Nuss used a practical example from Junker’s filter manufacturing process to prove his point. After analyzing the entire process step-by-step using MFCA, the company discovered a potential for savings and implemented changes. By outsourcing the labor-intensive step of degreasing the filter end discs and drilling individual holes, the company saved a total of 8,000 euros/a in both materials and time (labor costs). Not to mention increasing overall production capacity and employee motivation.
The table and graph below show how Junker-Filter realized savings of 15% in materials and 5% in labor costs, while at the same gaining a 15% boost in productivity as a result of implementing Material Flow Cost Accounting. “Mind you, these are modest savings, but Junker-Filter is a small company,” Nuss pointed out. “You can easily imagine how much one could save on a larger scale.”
Important tool for strategic business decisions
Using this holistic approach to identify loss drivers, especially in material-intensive manufacturing, MFCA reveals its extraordinary strategic potential. The results of the Material Flow Cost Accounting process turned out to be both an important factor in making investment decisions in new technology or machinery as well as an instrument for increasing productivity.
As a product’s carbon footprint becomes ever more important for marketing, it is essential to have an efficient tool for data collection at one’s fingertips. Larger companies often make their purchase decisions based on the carbon footprints along their entire production chain, so its advantageous for suppliers to provide that kind of detailed information.
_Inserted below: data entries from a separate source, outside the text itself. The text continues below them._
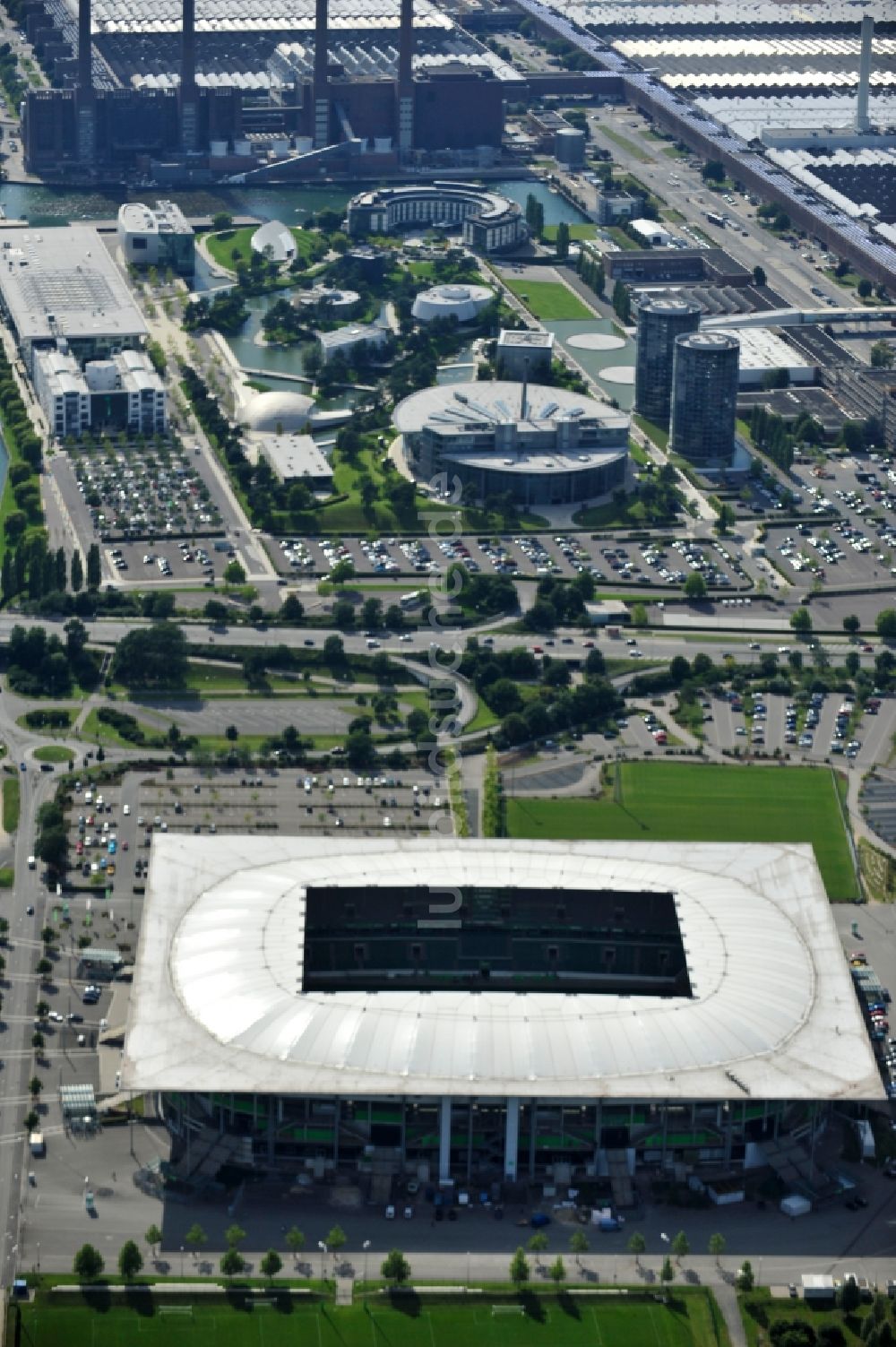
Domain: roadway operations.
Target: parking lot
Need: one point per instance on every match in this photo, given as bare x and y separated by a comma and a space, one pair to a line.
524, 555
825, 728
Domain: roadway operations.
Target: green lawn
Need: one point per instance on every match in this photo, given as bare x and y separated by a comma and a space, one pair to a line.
581, 230
690, 1320
548, 299
706, 803
53, 753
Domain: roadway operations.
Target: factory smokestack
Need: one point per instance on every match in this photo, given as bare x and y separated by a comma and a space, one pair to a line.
187, 47
321, 77
406, 77
863, 123
189, 112
406, 45
85, 48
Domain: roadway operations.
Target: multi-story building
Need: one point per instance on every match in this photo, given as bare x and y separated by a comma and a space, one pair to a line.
62, 283
489, 222
705, 379
660, 319
122, 393
539, 445
157, 236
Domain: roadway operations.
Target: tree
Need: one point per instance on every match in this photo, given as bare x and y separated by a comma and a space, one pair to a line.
95, 565
885, 624
88, 1264
152, 656
556, 1272
336, 1239
519, 1268
130, 1260
271, 1264
694, 586
195, 1239
232, 1263
395, 1268
850, 1296
636, 1245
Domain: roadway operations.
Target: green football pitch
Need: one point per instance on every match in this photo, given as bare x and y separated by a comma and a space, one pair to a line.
692, 1320
689, 802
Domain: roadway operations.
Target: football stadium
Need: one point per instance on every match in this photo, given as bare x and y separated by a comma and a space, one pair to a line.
491, 1011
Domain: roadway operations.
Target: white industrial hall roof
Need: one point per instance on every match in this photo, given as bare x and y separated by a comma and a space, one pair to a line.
219, 999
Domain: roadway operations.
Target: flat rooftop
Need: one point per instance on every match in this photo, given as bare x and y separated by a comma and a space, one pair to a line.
222, 999
64, 283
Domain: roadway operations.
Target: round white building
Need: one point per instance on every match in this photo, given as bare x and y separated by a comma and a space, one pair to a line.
460, 302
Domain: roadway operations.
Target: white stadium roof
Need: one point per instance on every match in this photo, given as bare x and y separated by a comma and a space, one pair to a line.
219, 999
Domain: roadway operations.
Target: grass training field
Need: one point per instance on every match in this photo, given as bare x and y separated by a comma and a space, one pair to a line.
547, 299
692, 1320
678, 802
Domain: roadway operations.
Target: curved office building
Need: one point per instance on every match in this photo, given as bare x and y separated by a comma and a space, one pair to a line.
660, 319
705, 376
488, 221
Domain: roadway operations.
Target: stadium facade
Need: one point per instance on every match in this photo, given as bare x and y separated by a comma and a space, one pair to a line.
486, 1011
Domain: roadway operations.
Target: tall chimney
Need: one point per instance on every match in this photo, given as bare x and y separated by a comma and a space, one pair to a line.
406, 78
85, 48
321, 77
187, 47
406, 45
863, 123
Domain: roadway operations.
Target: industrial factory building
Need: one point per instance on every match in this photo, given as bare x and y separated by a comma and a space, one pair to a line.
488, 221
349, 114
655, 1005
542, 446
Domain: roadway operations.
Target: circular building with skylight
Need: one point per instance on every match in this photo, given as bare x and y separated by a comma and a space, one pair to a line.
460, 302
542, 445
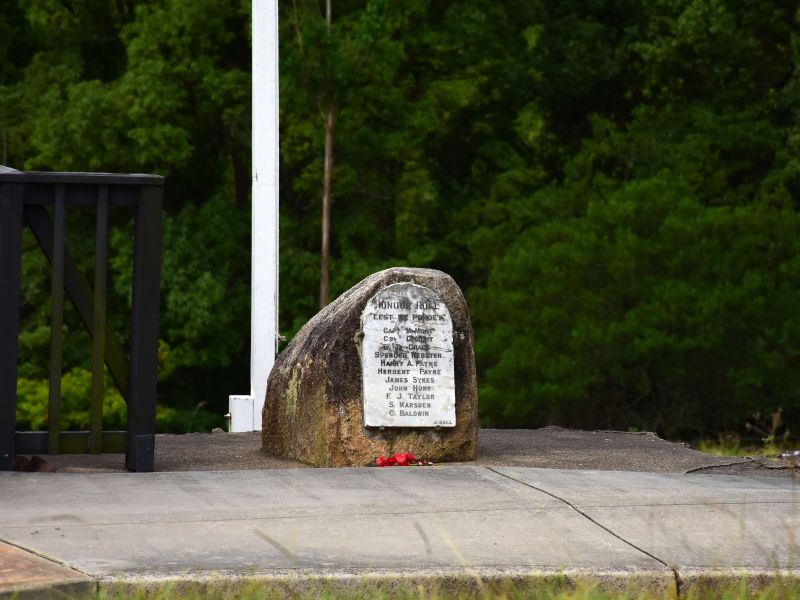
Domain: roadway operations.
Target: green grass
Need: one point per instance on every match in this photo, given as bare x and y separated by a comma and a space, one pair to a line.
464, 588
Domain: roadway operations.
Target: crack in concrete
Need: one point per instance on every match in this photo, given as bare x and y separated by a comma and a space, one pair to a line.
675, 574
745, 461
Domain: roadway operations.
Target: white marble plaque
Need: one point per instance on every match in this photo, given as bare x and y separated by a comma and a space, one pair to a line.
407, 359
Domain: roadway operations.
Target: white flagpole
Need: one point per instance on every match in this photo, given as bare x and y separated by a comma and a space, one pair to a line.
245, 411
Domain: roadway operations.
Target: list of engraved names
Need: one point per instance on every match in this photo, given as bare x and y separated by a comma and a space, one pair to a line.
407, 359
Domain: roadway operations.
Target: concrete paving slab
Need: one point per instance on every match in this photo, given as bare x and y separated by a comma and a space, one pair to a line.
690, 522
23, 573
457, 519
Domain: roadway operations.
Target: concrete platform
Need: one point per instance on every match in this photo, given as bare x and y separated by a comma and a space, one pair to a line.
297, 527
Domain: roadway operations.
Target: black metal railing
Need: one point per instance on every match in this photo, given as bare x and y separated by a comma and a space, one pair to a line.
24, 198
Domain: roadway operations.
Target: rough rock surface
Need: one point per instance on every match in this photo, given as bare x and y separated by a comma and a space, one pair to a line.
313, 410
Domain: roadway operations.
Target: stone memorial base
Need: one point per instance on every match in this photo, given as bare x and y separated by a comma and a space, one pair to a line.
314, 409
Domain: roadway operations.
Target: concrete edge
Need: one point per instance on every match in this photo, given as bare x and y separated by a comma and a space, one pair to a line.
60, 590
421, 583
25, 573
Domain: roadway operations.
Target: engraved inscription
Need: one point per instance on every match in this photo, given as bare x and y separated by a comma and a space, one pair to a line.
407, 359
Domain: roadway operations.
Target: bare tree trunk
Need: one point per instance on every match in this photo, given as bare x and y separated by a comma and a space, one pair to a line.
324, 278
324, 284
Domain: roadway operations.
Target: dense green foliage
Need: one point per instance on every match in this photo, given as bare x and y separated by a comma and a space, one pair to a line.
615, 185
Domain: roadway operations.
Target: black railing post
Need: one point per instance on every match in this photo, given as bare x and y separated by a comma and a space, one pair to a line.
143, 375
10, 265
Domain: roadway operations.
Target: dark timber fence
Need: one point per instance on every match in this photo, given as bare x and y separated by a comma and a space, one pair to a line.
24, 198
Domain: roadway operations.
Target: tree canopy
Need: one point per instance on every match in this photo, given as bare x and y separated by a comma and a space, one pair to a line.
614, 185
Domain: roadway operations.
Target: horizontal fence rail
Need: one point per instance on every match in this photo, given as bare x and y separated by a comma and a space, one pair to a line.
24, 199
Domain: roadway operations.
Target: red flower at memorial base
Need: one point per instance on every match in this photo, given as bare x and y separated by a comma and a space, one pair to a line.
401, 459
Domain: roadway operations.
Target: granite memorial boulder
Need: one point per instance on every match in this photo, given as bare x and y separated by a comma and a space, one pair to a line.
387, 368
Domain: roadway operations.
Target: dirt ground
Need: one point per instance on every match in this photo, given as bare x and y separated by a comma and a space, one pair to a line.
549, 448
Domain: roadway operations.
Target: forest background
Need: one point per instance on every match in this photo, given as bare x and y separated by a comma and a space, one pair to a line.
614, 184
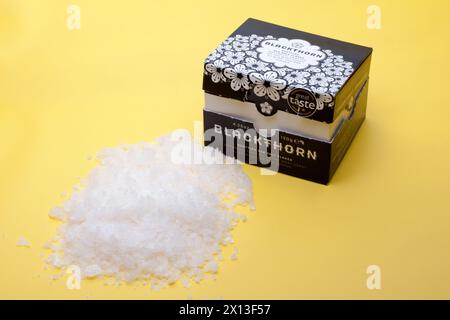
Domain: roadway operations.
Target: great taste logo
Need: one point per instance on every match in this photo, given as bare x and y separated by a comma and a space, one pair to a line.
296, 54
302, 102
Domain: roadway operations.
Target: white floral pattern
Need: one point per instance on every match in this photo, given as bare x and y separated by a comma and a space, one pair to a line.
256, 65
299, 77
267, 84
236, 61
216, 70
233, 57
238, 77
266, 108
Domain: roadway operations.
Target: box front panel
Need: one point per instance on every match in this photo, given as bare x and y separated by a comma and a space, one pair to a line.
282, 152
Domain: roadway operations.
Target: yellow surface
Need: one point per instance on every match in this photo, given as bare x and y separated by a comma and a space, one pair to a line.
134, 71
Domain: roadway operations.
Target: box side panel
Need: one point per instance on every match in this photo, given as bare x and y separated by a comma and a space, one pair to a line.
345, 136
286, 153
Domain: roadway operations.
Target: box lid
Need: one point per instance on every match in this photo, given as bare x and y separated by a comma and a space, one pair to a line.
282, 69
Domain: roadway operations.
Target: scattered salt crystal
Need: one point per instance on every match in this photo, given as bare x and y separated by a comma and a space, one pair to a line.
22, 242
212, 267
141, 215
57, 213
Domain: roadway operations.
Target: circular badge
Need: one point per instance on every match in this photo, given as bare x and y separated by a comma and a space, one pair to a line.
302, 102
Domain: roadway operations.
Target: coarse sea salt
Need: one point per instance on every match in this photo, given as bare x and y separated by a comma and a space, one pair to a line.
141, 216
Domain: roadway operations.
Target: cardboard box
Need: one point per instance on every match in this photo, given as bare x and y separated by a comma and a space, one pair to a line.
284, 99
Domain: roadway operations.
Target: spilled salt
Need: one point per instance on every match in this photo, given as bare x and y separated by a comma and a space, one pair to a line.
140, 216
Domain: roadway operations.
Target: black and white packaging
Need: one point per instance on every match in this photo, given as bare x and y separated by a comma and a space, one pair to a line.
285, 100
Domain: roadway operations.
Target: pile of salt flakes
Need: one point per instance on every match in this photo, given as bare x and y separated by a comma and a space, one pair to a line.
142, 216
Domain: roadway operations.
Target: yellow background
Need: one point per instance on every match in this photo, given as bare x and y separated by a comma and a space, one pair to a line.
134, 71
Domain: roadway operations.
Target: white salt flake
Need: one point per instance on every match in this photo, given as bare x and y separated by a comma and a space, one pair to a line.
57, 213
234, 254
22, 242
141, 215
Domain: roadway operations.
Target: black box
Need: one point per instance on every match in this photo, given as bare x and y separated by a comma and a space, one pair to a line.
284, 99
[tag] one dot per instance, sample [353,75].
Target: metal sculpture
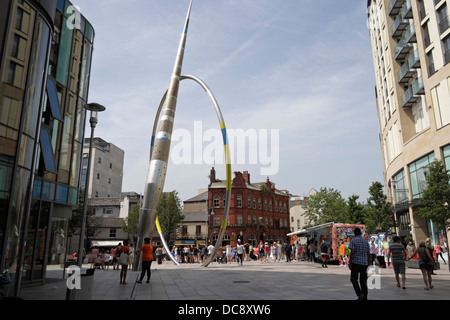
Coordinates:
[159,155]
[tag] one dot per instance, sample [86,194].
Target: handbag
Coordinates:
[123,258]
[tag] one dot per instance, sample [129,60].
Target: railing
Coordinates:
[443,25]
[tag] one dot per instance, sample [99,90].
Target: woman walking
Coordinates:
[147,258]
[426,264]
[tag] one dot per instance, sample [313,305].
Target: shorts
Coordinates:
[399,267]
[426,266]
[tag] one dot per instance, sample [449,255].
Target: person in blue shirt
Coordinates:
[358,264]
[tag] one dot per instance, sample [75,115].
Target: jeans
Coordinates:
[359,271]
[146,269]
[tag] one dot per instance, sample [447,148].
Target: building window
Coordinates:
[417,172]
[112,233]
[239,201]
[446,49]
[216,202]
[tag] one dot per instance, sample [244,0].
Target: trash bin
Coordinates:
[86,287]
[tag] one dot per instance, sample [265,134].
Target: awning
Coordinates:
[307,230]
[105,243]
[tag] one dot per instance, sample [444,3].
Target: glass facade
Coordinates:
[44,80]
[417,175]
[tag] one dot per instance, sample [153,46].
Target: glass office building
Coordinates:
[46,48]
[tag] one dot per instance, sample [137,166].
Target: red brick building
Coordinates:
[258,211]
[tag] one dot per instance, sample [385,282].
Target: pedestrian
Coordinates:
[240,252]
[260,249]
[158,253]
[410,249]
[324,254]
[287,251]
[116,253]
[358,264]
[431,249]
[266,252]
[131,257]
[373,251]
[426,264]
[439,250]
[399,255]
[279,251]
[123,261]
[94,255]
[147,259]
[312,250]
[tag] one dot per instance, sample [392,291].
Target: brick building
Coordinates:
[258,211]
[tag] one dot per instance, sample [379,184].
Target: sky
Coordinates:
[295,76]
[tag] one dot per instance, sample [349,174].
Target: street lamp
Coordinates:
[94,109]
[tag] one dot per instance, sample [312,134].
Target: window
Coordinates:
[47,150]
[400,191]
[216,202]
[239,201]
[417,172]
[446,49]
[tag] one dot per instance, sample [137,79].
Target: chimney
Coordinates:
[246,177]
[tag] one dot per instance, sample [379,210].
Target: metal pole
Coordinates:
[93,122]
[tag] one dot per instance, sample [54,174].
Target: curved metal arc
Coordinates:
[228,167]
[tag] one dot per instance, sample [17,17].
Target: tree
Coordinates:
[355,212]
[379,211]
[434,204]
[169,213]
[327,205]
[131,223]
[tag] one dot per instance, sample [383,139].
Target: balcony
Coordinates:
[402,50]
[407,10]
[398,27]
[410,34]
[443,25]
[417,87]
[409,99]
[395,6]
[405,73]
[414,60]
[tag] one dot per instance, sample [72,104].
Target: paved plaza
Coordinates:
[253,281]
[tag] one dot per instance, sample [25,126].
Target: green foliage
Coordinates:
[169,213]
[328,205]
[379,214]
[131,223]
[434,204]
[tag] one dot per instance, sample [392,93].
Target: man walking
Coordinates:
[358,264]
[399,254]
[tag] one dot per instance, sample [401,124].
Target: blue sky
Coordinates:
[300,67]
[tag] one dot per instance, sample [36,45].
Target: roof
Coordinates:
[198,198]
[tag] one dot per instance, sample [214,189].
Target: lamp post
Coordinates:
[94,109]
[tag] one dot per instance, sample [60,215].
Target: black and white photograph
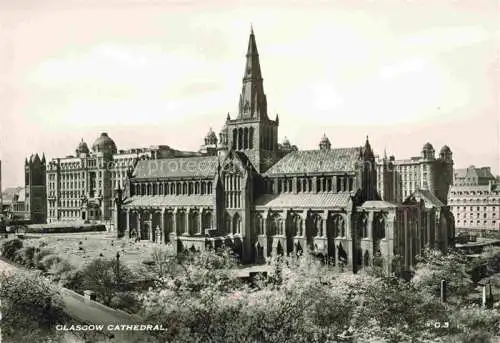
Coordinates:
[279,171]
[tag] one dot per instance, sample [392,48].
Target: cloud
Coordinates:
[444,38]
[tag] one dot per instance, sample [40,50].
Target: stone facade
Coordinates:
[475,199]
[264,198]
[35,198]
[81,186]
[398,179]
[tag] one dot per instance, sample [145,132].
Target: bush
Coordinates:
[49,260]
[48,228]
[101,276]
[72,279]
[25,256]
[31,306]
[10,247]
[126,302]
[40,254]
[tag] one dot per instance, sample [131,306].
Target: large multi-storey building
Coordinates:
[398,179]
[474,199]
[263,198]
[80,187]
[35,199]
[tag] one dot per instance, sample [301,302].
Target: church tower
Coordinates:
[252,132]
[35,204]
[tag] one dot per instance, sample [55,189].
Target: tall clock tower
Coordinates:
[252,132]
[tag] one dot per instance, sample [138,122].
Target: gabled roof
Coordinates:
[169,200]
[378,204]
[460,173]
[303,200]
[429,199]
[317,161]
[205,166]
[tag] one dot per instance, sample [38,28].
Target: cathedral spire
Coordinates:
[253,102]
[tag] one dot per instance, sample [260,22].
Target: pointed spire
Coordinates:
[253,102]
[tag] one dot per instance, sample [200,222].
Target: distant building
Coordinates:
[81,187]
[35,189]
[475,199]
[18,206]
[1,192]
[262,198]
[8,195]
[399,179]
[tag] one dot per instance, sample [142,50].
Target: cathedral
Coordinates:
[263,198]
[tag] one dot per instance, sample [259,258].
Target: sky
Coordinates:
[163,72]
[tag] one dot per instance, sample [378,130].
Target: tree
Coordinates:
[106,278]
[31,306]
[163,259]
[10,247]
[434,266]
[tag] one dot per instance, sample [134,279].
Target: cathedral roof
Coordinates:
[203,166]
[169,200]
[317,161]
[104,143]
[211,135]
[378,204]
[445,149]
[429,199]
[428,146]
[82,148]
[303,200]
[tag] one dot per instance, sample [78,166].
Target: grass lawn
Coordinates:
[81,248]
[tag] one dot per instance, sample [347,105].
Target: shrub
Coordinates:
[39,256]
[125,301]
[10,247]
[25,256]
[49,260]
[101,276]
[31,306]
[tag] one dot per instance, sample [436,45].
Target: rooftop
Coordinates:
[303,200]
[317,161]
[203,166]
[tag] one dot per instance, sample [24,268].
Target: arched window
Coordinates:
[379,228]
[339,225]
[235,138]
[250,138]
[240,138]
[245,138]
[363,222]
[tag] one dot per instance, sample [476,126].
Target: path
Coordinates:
[90,312]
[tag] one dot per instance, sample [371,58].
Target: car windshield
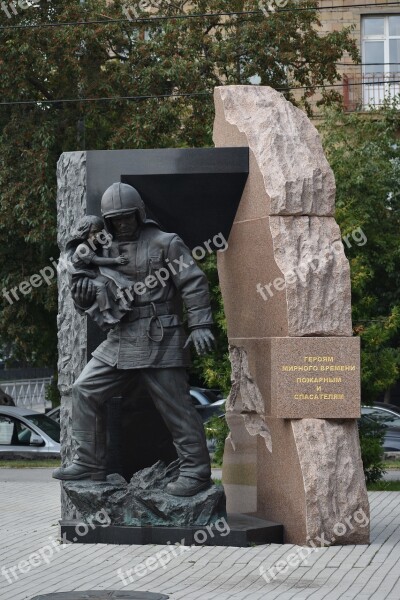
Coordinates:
[50,427]
[383,416]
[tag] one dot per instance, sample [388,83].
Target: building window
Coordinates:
[381,58]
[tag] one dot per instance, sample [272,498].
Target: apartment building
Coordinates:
[377,33]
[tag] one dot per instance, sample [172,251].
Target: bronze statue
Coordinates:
[155,281]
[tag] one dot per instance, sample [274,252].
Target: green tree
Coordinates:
[364,152]
[52,65]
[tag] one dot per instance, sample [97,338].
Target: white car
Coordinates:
[25,433]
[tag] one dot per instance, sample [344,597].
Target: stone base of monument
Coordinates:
[144,501]
[102,595]
[236,530]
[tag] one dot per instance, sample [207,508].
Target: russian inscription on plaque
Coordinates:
[315,377]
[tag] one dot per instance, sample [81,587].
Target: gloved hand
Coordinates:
[203,340]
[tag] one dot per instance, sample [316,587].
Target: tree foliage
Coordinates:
[364,152]
[52,65]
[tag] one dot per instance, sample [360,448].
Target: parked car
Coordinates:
[391,407]
[207,402]
[390,421]
[25,433]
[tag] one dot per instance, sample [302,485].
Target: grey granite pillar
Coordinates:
[293,455]
[72,335]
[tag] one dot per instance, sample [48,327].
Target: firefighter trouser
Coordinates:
[169,390]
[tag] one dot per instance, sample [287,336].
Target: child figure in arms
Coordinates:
[90,233]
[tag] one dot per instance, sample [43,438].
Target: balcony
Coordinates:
[370,90]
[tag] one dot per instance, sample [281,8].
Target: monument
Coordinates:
[293,455]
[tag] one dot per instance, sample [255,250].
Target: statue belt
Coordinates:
[154,312]
[150,310]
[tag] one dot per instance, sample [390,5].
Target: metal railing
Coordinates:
[30,393]
[361,92]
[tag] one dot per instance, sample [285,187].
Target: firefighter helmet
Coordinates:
[121,199]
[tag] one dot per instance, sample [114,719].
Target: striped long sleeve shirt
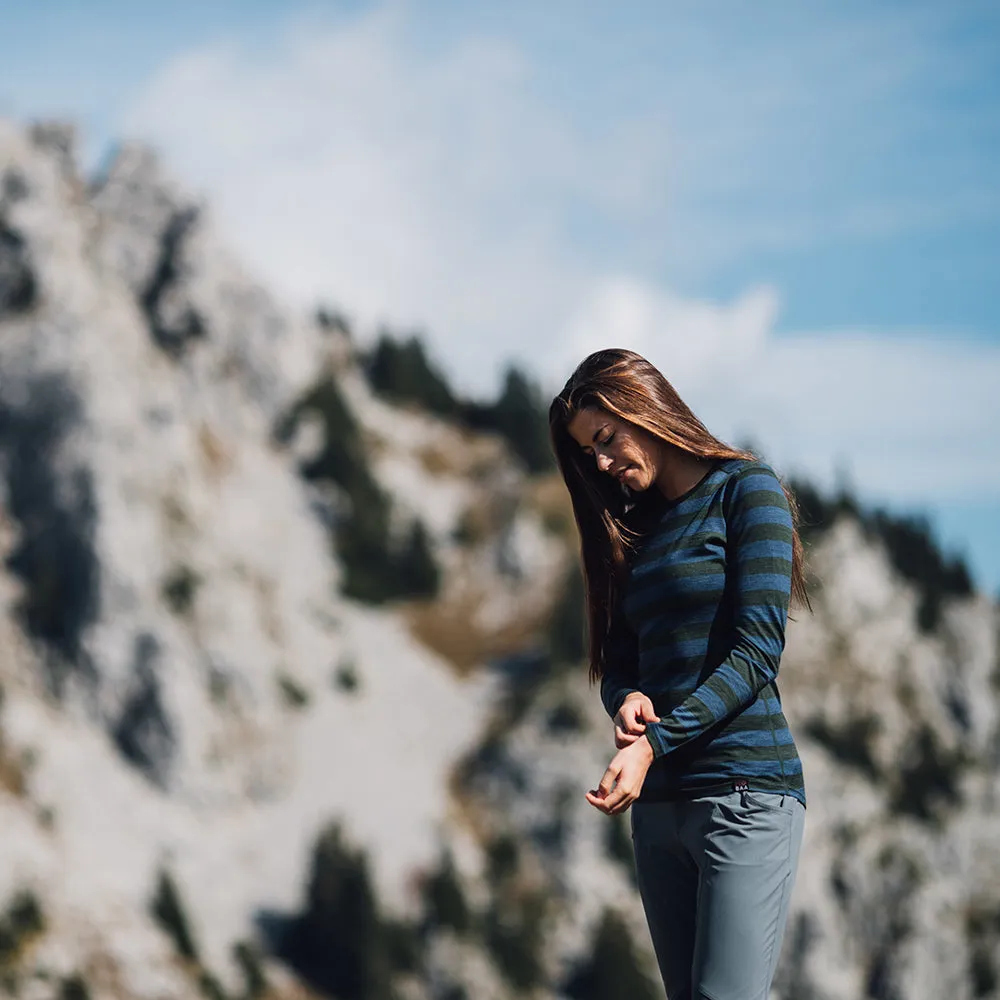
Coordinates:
[700,628]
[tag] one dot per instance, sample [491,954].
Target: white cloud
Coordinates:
[907,419]
[446,189]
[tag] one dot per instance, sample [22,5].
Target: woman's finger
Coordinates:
[624,739]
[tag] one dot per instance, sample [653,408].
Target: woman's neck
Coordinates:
[679,472]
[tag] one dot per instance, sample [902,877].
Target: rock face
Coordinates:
[190,703]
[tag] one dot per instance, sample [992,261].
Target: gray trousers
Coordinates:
[715,875]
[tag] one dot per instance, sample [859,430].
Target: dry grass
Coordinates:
[548,495]
[450,628]
[13,776]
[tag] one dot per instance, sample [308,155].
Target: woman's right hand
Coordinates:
[630,721]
By communicating a product’s CO2 balance, businesses gain a competitive edge at a time when an increasing number of customers are clamoring for more sustainable products.
With its finely detailed focus, Material Flow Cost Accounting enables companies to scrutinize and improve their internal logistics. “I basically see MFCA as a provocation to analyze the entire manufacturing processes”, Nuss explained. And that, he is sure, will always reveal more potential for savings and greater efficiency.
Finding the right software
Junker-Filter used bw!MFCA, a free software tool offered by the state of Baden-Württemberg to businesses located within that state. Businesses outside of Baden-Württemberg can purchase Umberto Efficiency+, a successful tool which is widely used internationally, for their MFCA needs.